Zodiac checklist + daily program (where, if you look really closely, you can see the listed disembarkation order of zodiac groups for each landing).
We were always to bring extra warm clothes with us in our backpacks, in case the weather changed quickly, or in case we got stuck on land for longer than expected. (Same reason they told you to bring essential meds with you each time.) Hands had to be free during loading & unloading (because you gripped arms with the people helping you on), so everything had to be in a backpack.
(Also, do you see that cool watch that the guide is wearing on his jacket? Jeff got me one of those as a birthday gift on the ship after I admired them on the guides. I love it!)
Unloading from a zodiac at a landing site. We often had to step out of the zodiac into a few inches of water. That was fairly easy, though it was sometimes slippery walking on the wet rocks into rocky beaches. On one landing, we were stepping out onto some large rocks from some deeper water, and the waves were pretty rough so that the zodiac bobbed up and down by a foot or more, making it tough to get the right footing.

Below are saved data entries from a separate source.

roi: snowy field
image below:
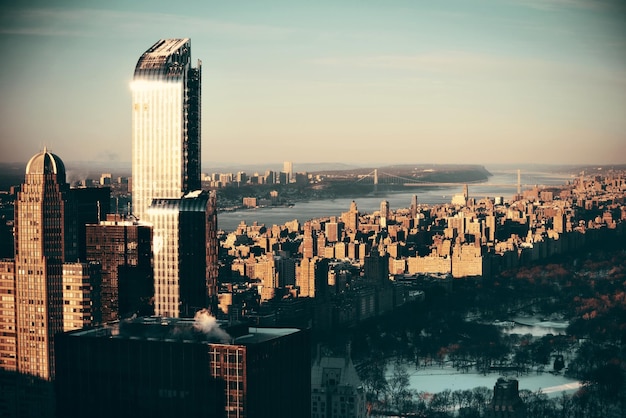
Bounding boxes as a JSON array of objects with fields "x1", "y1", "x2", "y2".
[
  {"x1": 505, "y1": 316, "x2": 570, "y2": 337},
  {"x1": 392, "y1": 363, "x2": 581, "y2": 397},
  {"x1": 385, "y1": 317, "x2": 581, "y2": 397}
]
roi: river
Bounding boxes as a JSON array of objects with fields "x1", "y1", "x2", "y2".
[{"x1": 217, "y1": 167, "x2": 574, "y2": 232}]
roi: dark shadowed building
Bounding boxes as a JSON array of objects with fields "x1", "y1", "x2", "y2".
[
  {"x1": 55, "y1": 316, "x2": 310, "y2": 418},
  {"x1": 68, "y1": 187, "x2": 110, "y2": 261},
  {"x1": 311, "y1": 347, "x2": 367, "y2": 418},
  {"x1": 86, "y1": 217, "x2": 153, "y2": 322},
  {"x1": 487, "y1": 377, "x2": 526, "y2": 418}
]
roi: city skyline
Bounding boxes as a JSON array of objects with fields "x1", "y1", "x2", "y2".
[{"x1": 0, "y1": 0, "x2": 625, "y2": 166}]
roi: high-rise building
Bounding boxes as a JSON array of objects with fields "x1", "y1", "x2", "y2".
[
  {"x1": 247, "y1": 255, "x2": 277, "y2": 302},
  {"x1": 410, "y1": 194, "x2": 418, "y2": 219},
  {"x1": 341, "y1": 200, "x2": 359, "y2": 233},
  {"x1": 302, "y1": 221, "x2": 316, "y2": 259},
  {"x1": 8, "y1": 150, "x2": 101, "y2": 381},
  {"x1": 0, "y1": 260, "x2": 16, "y2": 372},
  {"x1": 131, "y1": 38, "x2": 201, "y2": 220},
  {"x1": 55, "y1": 316, "x2": 311, "y2": 418},
  {"x1": 380, "y1": 200, "x2": 390, "y2": 228},
  {"x1": 0, "y1": 217, "x2": 13, "y2": 259},
  {"x1": 147, "y1": 190, "x2": 218, "y2": 317},
  {"x1": 311, "y1": 348, "x2": 367, "y2": 418},
  {"x1": 325, "y1": 219, "x2": 340, "y2": 243},
  {"x1": 14, "y1": 149, "x2": 69, "y2": 380},
  {"x1": 283, "y1": 161, "x2": 293, "y2": 184},
  {"x1": 69, "y1": 186, "x2": 110, "y2": 261},
  {"x1": 61, "y1": 262, "x2": 101, "y2": 330},
  {"x1": 131, "y1": 39, "x2": 218, "y2": 318},
  {"x1": 86, "y1": 218, "x2": 153, "y2": 322},
  {"x1": 275, "y1": 255, "x2": 296, "y2": 288},
  {"x1": 1, "y1": 152, "x2": 104, "y2": 418},
  {"x1": 364, "y1": 246, "x2": 389, "y2": 284},
  {"x1": 553, "y1": 211, "x2": 566, "y2": 234},
  {"x1": 296, "y1": 257, "x2": 316, "y2": 298},
  {"x1": 296, "y1": 257, "x2": 329, "y2": 299}
]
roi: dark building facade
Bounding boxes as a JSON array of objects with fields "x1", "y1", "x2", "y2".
[
  {"x1": 85, "y1": 218, "x2": 153, "y2": 322},
  {"x1": 55, "y1": 317, "x2": 310, "y2": 418},
  {"x1": 69, "y1": 187, "x2": 110, "y2": 261},
  {"x1": 487, "y1": 378, "x2": 526, "y2": 418},
  {"x1": 311, "y1": 349, "x2": 367, "y2": 418}
]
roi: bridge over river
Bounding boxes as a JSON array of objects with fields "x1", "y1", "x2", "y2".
[{"x1": 355, "y1": 169, "x2": 545, "y2": 194}]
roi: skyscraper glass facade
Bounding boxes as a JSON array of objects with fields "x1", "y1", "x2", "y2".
[
  {"x1": 131, "y1": 38, "x2": 201, "y2": 221},
  {"x1": 147, "y1": 191, "x2": 218, "y2": 317}
]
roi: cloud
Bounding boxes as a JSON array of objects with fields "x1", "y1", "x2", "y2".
[{"x1": 0, "y1": 6, "x2": 294, "y2": 40}]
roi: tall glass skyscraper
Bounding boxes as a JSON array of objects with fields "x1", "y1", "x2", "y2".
[
  {"x1": 131, "y1": 38, "x2": 201, "y2": 221},
  {"x1": 131, "y1": 39, "x2": 217, "y2": 318}
]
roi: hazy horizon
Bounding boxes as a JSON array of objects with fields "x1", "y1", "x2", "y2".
[
  {"x1": 2, "y1": 158, "x2": 620, "y2": 181},
  {"x1": 1, "y1": 0, "x2": 625, "y2": 166}
]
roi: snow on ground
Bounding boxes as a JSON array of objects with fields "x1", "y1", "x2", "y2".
[
  {"x1": 389, "y1": 363, "x2": 581, "y2": 398},
  {"x1": 384, "y1": 319, "x2": 580, "y2": 398},
  {"x1": 505, "y1": 316, "x2": 569, "y2": 337}
]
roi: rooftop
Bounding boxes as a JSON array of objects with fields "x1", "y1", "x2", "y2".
[
  {"x1": 25, "y1": 147, "x2": 66, "y2": 183},
  {"x1": 68, "y1": 316, "x2": 300, "y2": 346},
  {"x1": 134, "y1": 38, "x2": 191, "y2": 79}
]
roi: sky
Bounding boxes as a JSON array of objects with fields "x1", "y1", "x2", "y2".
[{"x1": 0, "y1": 0, "x2": 625, "y2": 168}]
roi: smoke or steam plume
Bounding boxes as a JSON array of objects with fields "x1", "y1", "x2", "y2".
[
  {"x1": 65, "y1": 169, "x2": 90, "y2": 185},
  {"x1": 193, "y1": 309, "x2": 231, "y2": 343}
]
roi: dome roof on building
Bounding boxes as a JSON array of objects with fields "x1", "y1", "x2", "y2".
[{"x1": 25, "y1": 147, "x2": 66, "y2": 182}]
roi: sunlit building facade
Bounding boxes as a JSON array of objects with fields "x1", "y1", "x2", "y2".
[
  {"x1": 283, "y1": 161, "x2": 293, "y2": 184},
  {"x1": 342, "y1": 200, "x2": 359, "y2": 233},
  {"x1": 61, "y1": 262, "x2": 101, "y2": 330},
  {"x1": 147, "y1": 190, "x2": 218, "y2": 317},
  {"x1": 131, "y1": 38, "x2": 201, "y2": 220},
  {"x1": 0, "y1": 260, "x2": 16, "y2": 371},
  {"x1": 380, "y1": 200, "x2": 390, "y2": 228},
  {"x1": 14, "y1": 149, "x2": 68, "y2": 380}
]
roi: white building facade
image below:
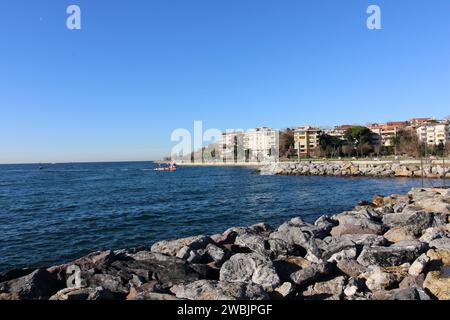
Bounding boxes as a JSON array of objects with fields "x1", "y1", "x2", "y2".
[
  {"x1": 416, "y1": 124, "x2": 450, "y2": 146},
  {"x1": 243, "y1": 127, "x2": 279, "y2": 162}
]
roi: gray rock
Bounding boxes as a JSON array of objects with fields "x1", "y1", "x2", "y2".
[
  {"x1": 172, "y1": 280, "x2": 268, "y2": 300},
  {"x1": 382, "y1": 211, "x2": 433, "y2": 234},
  {"x1": 151, "y1": 235, "x2": 212, "y2": 256},
  {"x1": 130, "y1": 292, "x2": 180, "y2": 300},
  {"x1": 104, "y1": 252, "x2": 205, "y2": 285},
  {"x1": 86, "y1": 274, "x2": 128, "y2": 294},
  {"x1": 235, "y1": 233, "x2": 300, "y2": 258},
  {"x1": 320, "y1": 234, "x2": 386, "y2": 261},
  {"x1": 327, "y1": 247, "x2": 358, "y2": 263},
  {"x1": 357, "y1": 241, "x2": 428, "y2": 267},
  {"x1": 270, "y1": 220, "x2": 322, "y2": 261},
  {"x1": 205, "y1": 244, "x2": 226, "y2": 263},
  {"x1": 372, "y1": 286, "x2": 432, "y2": 300},
  {"x1": 290, "y1": 262, "x2": 333, "y2": 287},
  {"x1": 314, "y1": 215, "x2": 338, "y2": 235},
  {"x1": 428, "y1": 237, "x2": 450, "y2": 250},
  {"x1": 219, "y1": 253, "x2": 280, "y2": 291}
]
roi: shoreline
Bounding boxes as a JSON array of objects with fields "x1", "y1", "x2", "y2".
[{"x1": 1, "y1": 187, "x2": 449, "y2": 300}]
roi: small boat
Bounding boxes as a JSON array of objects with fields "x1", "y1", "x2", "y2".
[
  {"x1": 154, "y1": 167, "x2": 177, "y2": 172},
  {"x1": 153, "y1": 162, "x2": 177, "y2": 172}
]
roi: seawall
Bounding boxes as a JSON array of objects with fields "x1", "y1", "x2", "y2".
[{"x1": 259, "y1": 161, "x2": 450, "y2": 179}]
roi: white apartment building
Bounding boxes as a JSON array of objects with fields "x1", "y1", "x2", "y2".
[
  {"x1": 416, "y1": 124, "x2": 450, "y2": 146},
  {"x1": 220, "y1": 131, "x2": 244, "y2": 161},
  {"x1": 243, "y1": 127, "x2": 278, "y2": 162}
]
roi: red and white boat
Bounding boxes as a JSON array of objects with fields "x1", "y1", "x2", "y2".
[{"x1": 154, "y1": 162, "x2": 177, "y2": 171}]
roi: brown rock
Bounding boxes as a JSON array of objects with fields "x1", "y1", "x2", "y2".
[
  {"x1": 423, "y1": 270, "x2": 450, "y2": 300},
  {"x1": 384, "y1": 226, "x2": 417, "y2": 243},
  {"x1": 302, "y1": 276, "x2": 346, "y2": 300},
  {"x1": 373, "y1": 195, "x2": 385, "y2": 207},
  {"x1": 423, "y1": 248, "x2": 450, "y2": 300},
  {"x1": 336, "y1": 259, "x2": 367, "y2": 278}
]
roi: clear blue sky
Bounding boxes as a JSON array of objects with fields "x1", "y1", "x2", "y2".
[{"x1": 1, "y1": 0, "x2": 449, "y2": 163}]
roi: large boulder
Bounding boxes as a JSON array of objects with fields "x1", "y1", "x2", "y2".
[
  {"x1": 428, "y1": 238, "x2": 450, "y2": 250},
  {"x1": 383, "y1": 226, "x2": 418, "y2": 242},
  {"x1": 219, "y1": 253, "x2": 280, "y2": 291},
  {"x1": 372, "y1": 286, "x2": 432, "y2": 300},
  {"x1": 273, "y1": 256, "x2": 312, "y2": 282},
  {"x1": 105, "y1": 251, "x2": 207, "y2": 285},
  {"x1": 290, "y1": 262, "x2": 333, "y2": 287},
  {"x1": 382, "y1": 211, "x2": 433, "y2": 235},
  {"x1": 331, "y1": 211, "x2": 386, "y2": 236},
  {"x1": 357, "y1": 241, "x2": 428, "y2": 267},
  {"x1": 408, "y1": 253, "x2": 430, "y2": 276},
  {"x1": 336, "y1": 259, "x2": 367, "y2": 278},
  {"x1": 414, "y1": 197, "x2": 450, "y2": 214},
  {"x1": 151, "y1": 235, "x2": 212, "y2": 256},
  {"x1": 361, "y1": 266, "x2": 406, "y2": 291},
  {"x1": 423, "y1": 249, "x2": 450, "y2": 300},
  {"x1": 235, "y1": 233, "x2": 301, "y2": 258},
  {"x1": 301, "y1": 276, "x2": 346, "y2": 300},
  {"x1": 171, "y1": 280, "x2": 268, "y2": 300},
  {"x1": 270, "y1": 219, "x2": 322, "y2": 262},
  {"x1": 0, "y1": 269, "x2": 60, "y2": 300}
]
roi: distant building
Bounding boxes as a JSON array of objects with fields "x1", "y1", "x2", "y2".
[
  {"x1": 220, "y1": 131, "x2": 244, "y2": 161},
  {"x1": 294, "y1": 126, "x2": 322, "y2": 158},
  {"x1": 324, "y1": 125, "x2": 354, "y2": 140},
  {"x1": 416, "y1": 123, "x2": 450, "y2": 146},
  {"x1": 408, "y1": 118, "x2": 437, "y2": 130},
  {"x1": 243, "y1": 127, "x2": 278, "y2": 162},
  {"x1": 220, "y1": 128, "x2": 278, "y2": 162},
  {"x1": 368, "y1": 121, "x2": 408, "y2": 147}
]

The Quark guides held onto our arms and Alex told us when to go as the boat bobbed up to meet the rock. Most landings weren’t that tough, though, and it was just a matter of swinging your legs over and stepping down into the water.
As we unloaded onto land, Alex would tell us what time the last zodiac was returning. You could go back any time you wanted. There were always zodiacs waiting ready to go. I was almost always on the last or the second-to-last—I could’ve stayed on land for even longer. I was never really ready to go back to the ship.
Alex (in the orange jacket) waiting with a zodiac for people to return.
Another safety measure Quark took was having everyone remove their life jackets as soon as they got to land. They had big bags where you piled them near where we’d unloaded. Then before you left, you put on a life jacket again. Hence, they knew whether there was anyone still on land by whether there were life jackets left.
I took this photo once when the zodiac I was on broke down. We sat in the water for several minutes while Jimmy tried to get the motor started again, but finally he had to radio for a tow. Another zodiac towed us back to the ship.
Once you’re back onboard, time to dip and scrub your boots again. Also any other places where you picked up anything. Penguin poop was everywhere, so it was very easy to end up with it on your pants. We used long-handled brushes to scrub those spots. Things I never thought I’d say: “Will you scrub the penguin poop off my butt?”
And then you signed back in. And if you didn’t, you’d get called out over the PA system to come back down and sign in. Once they were sure everyone was back on the ship, we could lift the anchor and set sail again.
Did I miss anything? Is there anything else you want to know about how the zodiacs worked?